On that hill over there, [points] everyone was staying to the right or
the middle, I was on the left, because I knew from yesterday, doing it
four times, that was the best way to do it.
FW: How was the course different today?
AMB: It was a little more clumpy. Yesterday it
was just like there was a waterfall of mud going down my legs. Today it
was like clumps. They had to be big clumps because at times it was like
people's elbows. It felt like there were competitors behind me but really
it was just mud clods. I could tell from my shoes, there were more big
clumps of mud sticking to them.
FW: We see you've got the tree-climbing spikes on.
AMB: I could go up a telephone
pole with the best of them.
FW: What kind of goals did you have for the 8k?
AMB: Well, I came in saying, I
wouldn't be too disappointed with top 15. I thought that was a reasonable
and good finish. But I was really disappointed that I wasn't in the top
ten, and pretty disappointed that I wasn't in the top six. Today it just
blows my mind. I can't even believe it.
FW: Did you come in planning to do the double?
AMB: Back in Boulder everyone
was asking me, 'Are you going to run both?' and I was saying, 'I don't
know, that sounds like a lot.' They said, 'You should, you should.' I
was only entered in the 8k before I got here. I wasn't going to do the
4k, but I was talking to Clay, back at home in Colorado, on the phone,
and he said, 'You go down and pay the $15.' I had twenty minutes before
six o'clock when they closed the entries. He said, 'Go down, fill out
the form and pay the money, and if you don't have enough, tell them your
husband's going to be here and he'll pay the rest.' So I went down and
entered. If it wasn't for him, I wouldn't even be here.
FW: So how does this change your plans for the spring?
AMB: Not that much, because I
didn't really have that kind of plans for the spring. Now I have plans,
so I guess I have things on my schedule now. I was in the mindset to come
here and do the best that I could, and I'd just go from there. So, this
is where I'm going from, I guess. I was thinking about going to Mt. SAC
and Drake, the same kind of meets I did in college. But I don't even know
what the weekends are. I'm kind of disorganized about that -- not disorganized,
but I don't like to think about it until later.
FW: Who are you training with in Boulder?
AMB: Arturo Barrios is my coach, and I'm training
with the Army's World Class Athlete Program. So it's like ten or eleven
Army guys and me. On easy days I run with them, but on hard workout days,
I'm by myself, or with anyone who's sick or injured, or Arturo because
he's 40. So that's my group.
FW: That group has done pretty well this weekend.

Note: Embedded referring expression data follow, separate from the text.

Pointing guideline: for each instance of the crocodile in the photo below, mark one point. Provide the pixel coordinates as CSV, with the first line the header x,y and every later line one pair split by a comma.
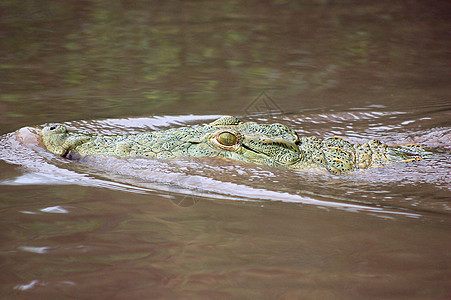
x,y
228,137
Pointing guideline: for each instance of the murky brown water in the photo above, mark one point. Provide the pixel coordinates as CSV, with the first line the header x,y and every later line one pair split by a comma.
x,y
202,229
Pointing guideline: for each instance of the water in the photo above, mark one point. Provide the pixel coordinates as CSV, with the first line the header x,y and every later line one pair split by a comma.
x,y
209,228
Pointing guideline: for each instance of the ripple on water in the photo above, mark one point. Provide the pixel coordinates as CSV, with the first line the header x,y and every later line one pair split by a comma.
x,y
399,186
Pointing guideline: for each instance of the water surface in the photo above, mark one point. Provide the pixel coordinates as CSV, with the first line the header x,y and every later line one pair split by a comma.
x,y
209,228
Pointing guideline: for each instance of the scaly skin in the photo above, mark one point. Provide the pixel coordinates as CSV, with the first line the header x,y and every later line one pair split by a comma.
x,y
228,137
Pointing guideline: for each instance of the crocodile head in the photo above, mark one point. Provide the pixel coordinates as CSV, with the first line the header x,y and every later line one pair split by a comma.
x,y
265,144
227,137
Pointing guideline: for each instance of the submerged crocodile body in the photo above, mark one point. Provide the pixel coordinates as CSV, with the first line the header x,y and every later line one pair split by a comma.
x,y
228,137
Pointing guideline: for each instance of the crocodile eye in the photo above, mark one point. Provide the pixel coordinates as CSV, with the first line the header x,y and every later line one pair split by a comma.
x,y
227,139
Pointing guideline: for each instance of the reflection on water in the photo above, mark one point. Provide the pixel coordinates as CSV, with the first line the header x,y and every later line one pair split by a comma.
x,y
203,229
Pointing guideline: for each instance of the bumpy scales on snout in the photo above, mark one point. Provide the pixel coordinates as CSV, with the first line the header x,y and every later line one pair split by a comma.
x,y
228,137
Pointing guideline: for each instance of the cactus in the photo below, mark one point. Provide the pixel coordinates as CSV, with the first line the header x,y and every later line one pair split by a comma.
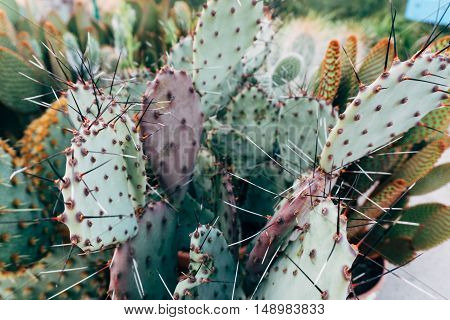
x,y
97,215
26,230
172,126
212,62
316,263
251,147
138,264
212,267
400,87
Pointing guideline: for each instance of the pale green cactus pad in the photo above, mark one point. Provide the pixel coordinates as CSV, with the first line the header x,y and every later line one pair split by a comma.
x,y
391,105
224,32
316,264
99,210
211,270
180,56
23,238
255,116
138,263
304,122
172,126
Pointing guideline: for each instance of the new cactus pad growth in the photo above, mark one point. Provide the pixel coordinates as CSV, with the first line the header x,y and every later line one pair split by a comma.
x,y
222,155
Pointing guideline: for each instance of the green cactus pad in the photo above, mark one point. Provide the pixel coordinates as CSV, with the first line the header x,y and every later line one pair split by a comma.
x,y
180,56
373,64
137,263
99,210
257,54
431,128
433,229
255,116
302,120
348,78
23,238
191,213
391,105
318,253
419,165
211,270
287,69
330,73
224,32
205,171
16,87
290,212
172,126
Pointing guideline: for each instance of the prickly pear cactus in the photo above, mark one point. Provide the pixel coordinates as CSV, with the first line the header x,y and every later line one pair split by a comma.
x,y
25,230
316,262
144,265
171,129
105,151
212,268
373,119
224,32
290,212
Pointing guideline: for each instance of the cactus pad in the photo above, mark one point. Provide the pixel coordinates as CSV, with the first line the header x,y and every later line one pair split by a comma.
x,y
137,262
319,253
212,268
391,105
172,122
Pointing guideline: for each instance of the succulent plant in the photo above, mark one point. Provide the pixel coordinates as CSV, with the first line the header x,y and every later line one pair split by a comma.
x,y
220,176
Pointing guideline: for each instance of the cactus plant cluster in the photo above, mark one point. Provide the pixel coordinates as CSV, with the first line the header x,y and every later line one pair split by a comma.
x,y
235,171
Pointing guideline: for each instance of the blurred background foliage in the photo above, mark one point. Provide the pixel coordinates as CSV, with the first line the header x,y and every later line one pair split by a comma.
x,y
373,15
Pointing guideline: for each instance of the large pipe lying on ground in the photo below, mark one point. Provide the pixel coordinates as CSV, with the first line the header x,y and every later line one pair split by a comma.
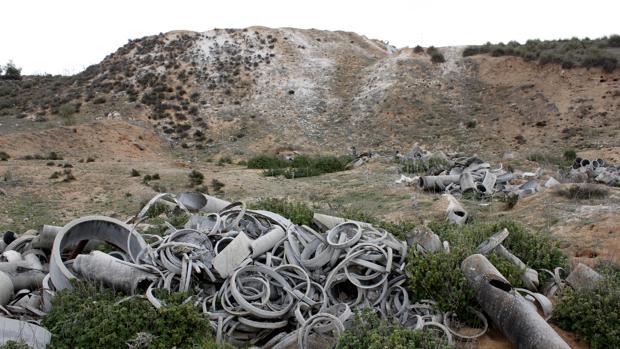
x,y
87,228
112,272
511,312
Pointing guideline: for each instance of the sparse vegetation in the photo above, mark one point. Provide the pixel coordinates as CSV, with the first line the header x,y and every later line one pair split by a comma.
x,y
438,275
299,166
98,317
585,53
584,192
298,212
430,165
593,313
437,57
196,178
217,185
368,331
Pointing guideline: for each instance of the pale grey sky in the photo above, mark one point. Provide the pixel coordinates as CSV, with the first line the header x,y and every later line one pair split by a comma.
x,y
66,36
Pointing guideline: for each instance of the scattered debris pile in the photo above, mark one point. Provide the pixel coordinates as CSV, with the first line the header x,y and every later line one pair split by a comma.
x,y
595,170
261,279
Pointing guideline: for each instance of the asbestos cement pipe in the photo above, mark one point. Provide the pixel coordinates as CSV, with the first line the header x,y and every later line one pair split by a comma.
x,y
6,288
488,183
509,311
467,182
86,228
112,272
440,183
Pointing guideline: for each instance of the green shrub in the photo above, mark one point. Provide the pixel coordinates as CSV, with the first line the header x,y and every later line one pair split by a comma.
x,y
196,178
593,314
398,229
217,185
584,192
95,317
438,276
569,53
430,165
570,155
266,162
368,331
14,345
437,57
300,166
298,212
224,160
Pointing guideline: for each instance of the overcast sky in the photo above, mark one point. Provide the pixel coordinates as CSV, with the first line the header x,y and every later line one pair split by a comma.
x,y
64,37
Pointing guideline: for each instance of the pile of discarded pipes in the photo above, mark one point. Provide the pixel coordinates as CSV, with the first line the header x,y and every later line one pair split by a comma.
x,y
595,170
462,174
261,279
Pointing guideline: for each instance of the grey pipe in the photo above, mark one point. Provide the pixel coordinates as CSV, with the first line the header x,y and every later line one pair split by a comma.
x,y
529,276
467,182
6,288
488,183
509,311
113,272
100,228
437,182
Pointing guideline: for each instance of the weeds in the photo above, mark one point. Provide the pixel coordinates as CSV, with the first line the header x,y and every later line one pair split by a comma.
x,y
298,212
584,192
593,313
300,166
368,331
568,53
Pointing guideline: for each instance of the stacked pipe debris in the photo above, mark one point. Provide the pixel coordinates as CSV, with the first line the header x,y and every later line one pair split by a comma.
x,y
261,279
596,170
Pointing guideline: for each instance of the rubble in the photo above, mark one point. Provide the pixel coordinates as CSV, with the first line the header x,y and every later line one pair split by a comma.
x,y
507,308
262,280
596,170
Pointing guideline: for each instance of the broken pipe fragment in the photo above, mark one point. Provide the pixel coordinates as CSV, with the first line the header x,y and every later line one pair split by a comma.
x,y
509,311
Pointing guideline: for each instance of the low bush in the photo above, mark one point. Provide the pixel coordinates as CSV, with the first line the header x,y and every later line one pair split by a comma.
x,y
584,192
96,317
438,276
298,212
398,229
368,331
300,166
593,313
569,53
430,165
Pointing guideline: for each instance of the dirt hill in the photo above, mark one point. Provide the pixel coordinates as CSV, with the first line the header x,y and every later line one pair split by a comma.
x,y
267,90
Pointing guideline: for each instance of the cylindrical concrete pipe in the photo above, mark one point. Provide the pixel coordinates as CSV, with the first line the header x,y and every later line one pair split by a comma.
x,y
267,241
99,228
509,311
6,288
467,182
488,183
113,272
437,182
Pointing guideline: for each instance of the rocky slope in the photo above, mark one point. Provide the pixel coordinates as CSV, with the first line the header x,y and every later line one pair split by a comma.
x,y
267,90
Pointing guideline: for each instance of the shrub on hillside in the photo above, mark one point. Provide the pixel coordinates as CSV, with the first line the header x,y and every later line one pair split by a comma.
x,y
298,212
368,331
96,317
593,313
437,57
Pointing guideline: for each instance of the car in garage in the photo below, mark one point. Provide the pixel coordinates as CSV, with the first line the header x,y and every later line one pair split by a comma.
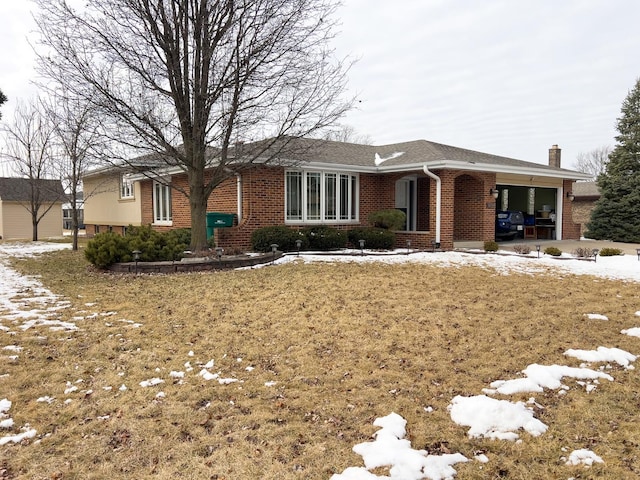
x,y
509,224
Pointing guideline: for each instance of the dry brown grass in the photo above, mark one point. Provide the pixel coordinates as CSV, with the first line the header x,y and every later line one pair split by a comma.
x,y
345,344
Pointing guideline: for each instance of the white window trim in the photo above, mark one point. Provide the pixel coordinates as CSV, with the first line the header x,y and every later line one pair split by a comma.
x,y
125,181
168,222
323,221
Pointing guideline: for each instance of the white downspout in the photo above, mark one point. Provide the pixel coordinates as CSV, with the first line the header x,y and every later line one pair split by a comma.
x,y
425,169
239,195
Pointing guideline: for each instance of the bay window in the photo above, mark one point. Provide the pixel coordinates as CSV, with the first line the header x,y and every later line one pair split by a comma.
x,y
126,187
321,197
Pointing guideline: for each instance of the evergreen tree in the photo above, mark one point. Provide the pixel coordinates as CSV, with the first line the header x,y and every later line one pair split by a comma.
x,y
616,215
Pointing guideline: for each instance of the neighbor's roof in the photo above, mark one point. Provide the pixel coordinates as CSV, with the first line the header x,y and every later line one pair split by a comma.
x,y
19,190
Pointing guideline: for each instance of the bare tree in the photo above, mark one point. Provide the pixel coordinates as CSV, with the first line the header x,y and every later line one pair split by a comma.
x,y
77,145
593,162
3,98
190,79
29,147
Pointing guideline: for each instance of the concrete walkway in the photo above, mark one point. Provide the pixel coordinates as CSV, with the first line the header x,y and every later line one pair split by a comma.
x,y
567,246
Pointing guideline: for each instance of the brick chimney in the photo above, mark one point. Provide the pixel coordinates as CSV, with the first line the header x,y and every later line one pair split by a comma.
x,y
554,156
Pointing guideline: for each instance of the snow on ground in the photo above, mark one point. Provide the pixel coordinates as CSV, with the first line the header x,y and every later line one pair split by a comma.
x,y
25,303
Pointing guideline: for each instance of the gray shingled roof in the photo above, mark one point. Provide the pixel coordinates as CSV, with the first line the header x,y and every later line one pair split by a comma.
x,y
412,153
382,158
19,190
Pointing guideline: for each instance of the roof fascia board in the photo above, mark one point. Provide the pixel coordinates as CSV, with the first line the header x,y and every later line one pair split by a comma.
x,y
486,167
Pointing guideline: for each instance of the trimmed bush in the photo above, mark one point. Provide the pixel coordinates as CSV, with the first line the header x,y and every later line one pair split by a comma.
x,y
322,237
610,252
583,252
158,246
374,238
490,246
109,248
284,237
106,249
391,219
553,251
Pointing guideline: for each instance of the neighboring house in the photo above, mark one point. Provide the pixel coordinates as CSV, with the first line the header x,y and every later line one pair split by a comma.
x,y
67,212
15,210
586,194
449,194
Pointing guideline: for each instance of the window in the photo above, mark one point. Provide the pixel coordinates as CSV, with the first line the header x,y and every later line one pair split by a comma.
x,y
321,197
161,204
126,187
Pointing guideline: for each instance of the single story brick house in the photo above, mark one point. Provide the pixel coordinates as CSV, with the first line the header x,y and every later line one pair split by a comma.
x,y
16,195
449,194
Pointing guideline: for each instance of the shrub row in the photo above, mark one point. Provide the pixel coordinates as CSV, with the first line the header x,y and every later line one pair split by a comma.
x,y
108,248
320,238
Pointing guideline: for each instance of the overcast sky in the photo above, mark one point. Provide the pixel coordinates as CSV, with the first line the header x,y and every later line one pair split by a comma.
x,y
500,76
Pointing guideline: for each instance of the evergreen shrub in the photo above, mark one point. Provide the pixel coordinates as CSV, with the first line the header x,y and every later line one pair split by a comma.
x,y
374,238
323,237
553,251
281,235
490,246
390,219
610,252
108,248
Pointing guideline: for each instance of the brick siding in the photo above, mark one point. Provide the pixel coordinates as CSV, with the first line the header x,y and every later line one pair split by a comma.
x,y
467,210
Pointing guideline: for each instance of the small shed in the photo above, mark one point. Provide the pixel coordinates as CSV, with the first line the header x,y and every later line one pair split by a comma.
x,y
17,195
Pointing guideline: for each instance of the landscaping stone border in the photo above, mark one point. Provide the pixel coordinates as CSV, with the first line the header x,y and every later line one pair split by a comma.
x,y
199,264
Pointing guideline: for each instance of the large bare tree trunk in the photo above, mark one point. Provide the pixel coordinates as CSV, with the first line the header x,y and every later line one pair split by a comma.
x,y
184,78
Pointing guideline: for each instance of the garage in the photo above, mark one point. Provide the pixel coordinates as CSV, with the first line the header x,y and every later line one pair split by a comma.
x,y
527,212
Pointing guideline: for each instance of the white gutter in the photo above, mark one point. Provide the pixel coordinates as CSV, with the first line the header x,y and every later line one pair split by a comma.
x,y
239,195
425,169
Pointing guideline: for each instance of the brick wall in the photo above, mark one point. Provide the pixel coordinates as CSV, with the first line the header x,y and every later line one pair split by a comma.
x,y
468,210
570,230
582,213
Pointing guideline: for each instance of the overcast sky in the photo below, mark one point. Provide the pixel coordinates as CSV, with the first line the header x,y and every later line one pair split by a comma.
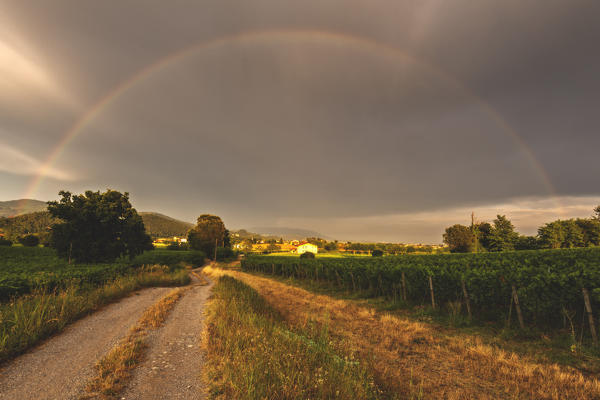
x,y
378,120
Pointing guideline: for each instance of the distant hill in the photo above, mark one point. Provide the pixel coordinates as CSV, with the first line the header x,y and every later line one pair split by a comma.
x,y
287,233
12,208
159,225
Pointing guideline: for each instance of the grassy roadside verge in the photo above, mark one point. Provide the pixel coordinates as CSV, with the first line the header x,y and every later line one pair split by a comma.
x,y
29,319
114,370
410,359
251,353
450,322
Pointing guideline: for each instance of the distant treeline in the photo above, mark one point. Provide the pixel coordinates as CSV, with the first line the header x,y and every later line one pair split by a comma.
x,y
158,225
500,235
39,223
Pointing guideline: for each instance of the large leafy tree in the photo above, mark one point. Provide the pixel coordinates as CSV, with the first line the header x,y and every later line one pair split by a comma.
x,y
460,239
97,227
208,234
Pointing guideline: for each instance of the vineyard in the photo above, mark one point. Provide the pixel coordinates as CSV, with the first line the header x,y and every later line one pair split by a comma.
x,y
542,288
25,269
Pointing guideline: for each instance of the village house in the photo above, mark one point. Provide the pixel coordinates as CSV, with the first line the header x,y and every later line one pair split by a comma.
x,y
306,247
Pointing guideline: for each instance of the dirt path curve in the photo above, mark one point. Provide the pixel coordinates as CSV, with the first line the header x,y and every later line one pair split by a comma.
x,y
61,367
171,367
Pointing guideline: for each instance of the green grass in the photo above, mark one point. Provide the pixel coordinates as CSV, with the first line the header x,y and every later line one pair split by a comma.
x,y
25,270
253,354
28,319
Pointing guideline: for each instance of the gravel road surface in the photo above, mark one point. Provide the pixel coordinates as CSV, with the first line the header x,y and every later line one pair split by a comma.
x,y
61,367
171,368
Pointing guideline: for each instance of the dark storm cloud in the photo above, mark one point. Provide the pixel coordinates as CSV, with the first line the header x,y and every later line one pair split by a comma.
x,y
291,128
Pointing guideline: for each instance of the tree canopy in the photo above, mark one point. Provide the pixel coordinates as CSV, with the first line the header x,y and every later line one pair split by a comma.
x,y
208,234
97,227
460,238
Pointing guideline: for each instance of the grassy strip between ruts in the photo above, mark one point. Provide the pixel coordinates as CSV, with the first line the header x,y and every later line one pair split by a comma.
x,y
411,359
27,320
114,370
251,353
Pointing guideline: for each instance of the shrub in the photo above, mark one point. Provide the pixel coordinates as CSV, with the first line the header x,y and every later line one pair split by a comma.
x,y
308,254
29,240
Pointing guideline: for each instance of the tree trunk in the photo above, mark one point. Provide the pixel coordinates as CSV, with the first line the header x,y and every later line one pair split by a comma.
x,y
467,300
518,307
588,309
431,291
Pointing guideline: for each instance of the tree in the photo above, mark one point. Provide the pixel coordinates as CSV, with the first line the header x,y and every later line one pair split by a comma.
x,y
502,236
459,238
97,227
208,233
29,240
591,231
483,231
527,243
551,235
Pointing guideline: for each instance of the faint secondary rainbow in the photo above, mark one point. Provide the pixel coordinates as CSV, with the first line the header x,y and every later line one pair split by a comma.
x,y
316,36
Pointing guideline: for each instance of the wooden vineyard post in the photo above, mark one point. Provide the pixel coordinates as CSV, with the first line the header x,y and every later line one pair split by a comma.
x,y
588,309
467,300
431,290
518,307
403,286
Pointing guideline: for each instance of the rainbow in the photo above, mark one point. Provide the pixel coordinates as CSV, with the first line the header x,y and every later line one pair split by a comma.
x,y
316,36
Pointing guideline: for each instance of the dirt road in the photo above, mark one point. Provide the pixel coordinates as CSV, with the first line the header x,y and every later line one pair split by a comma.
x,y
171,368
61,367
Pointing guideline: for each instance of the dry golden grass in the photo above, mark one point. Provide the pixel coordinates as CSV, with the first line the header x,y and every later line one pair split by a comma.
x,y
250,353
411,360
114,370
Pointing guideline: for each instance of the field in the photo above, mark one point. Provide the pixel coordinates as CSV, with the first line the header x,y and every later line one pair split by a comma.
x,y
546,289
26,269
410,359
40,294
253,353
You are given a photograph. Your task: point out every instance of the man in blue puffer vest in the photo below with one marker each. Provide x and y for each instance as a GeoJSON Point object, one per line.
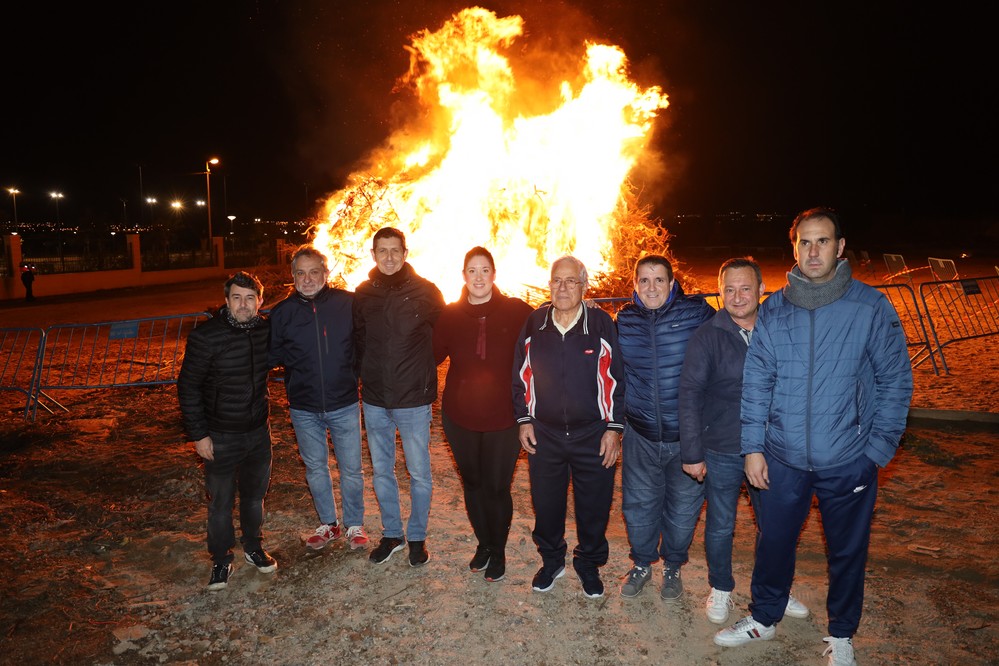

AMB: Yes, Sandu got in, the Army
team as a whole was third overall, I think, which was a pretty good finish.
Today we've got four WCAP guys in the race, I think they're going to do
well too.
FW: Sandu
told us Arturo has been training you specifically for cross country.
AMB: Yeah, we don't really have
a track that we can run on in Boulder, so we just have this grass field,
called Kitt Field. We run around that a bunch of times. We don't really
know how far it is, so we do it for time. So coming in to this, I could
not compare it to anything I've ever done. One, it was all at altitude,
and two, it's not like I could say how fast I've been doing 400s in, because
we don't do 'em. We just kinda run around a grass field.
FW: This is your best cross country finish in any nationals,
isn't it?
AMB: Yeah. Last year [fall 2001]
at NCAAs I was 29th, but at the time I was running on a stress fracture.
I didn't know about it until later, but I think it was pretty good to
do 29th on a broken foot. But this is definitely better.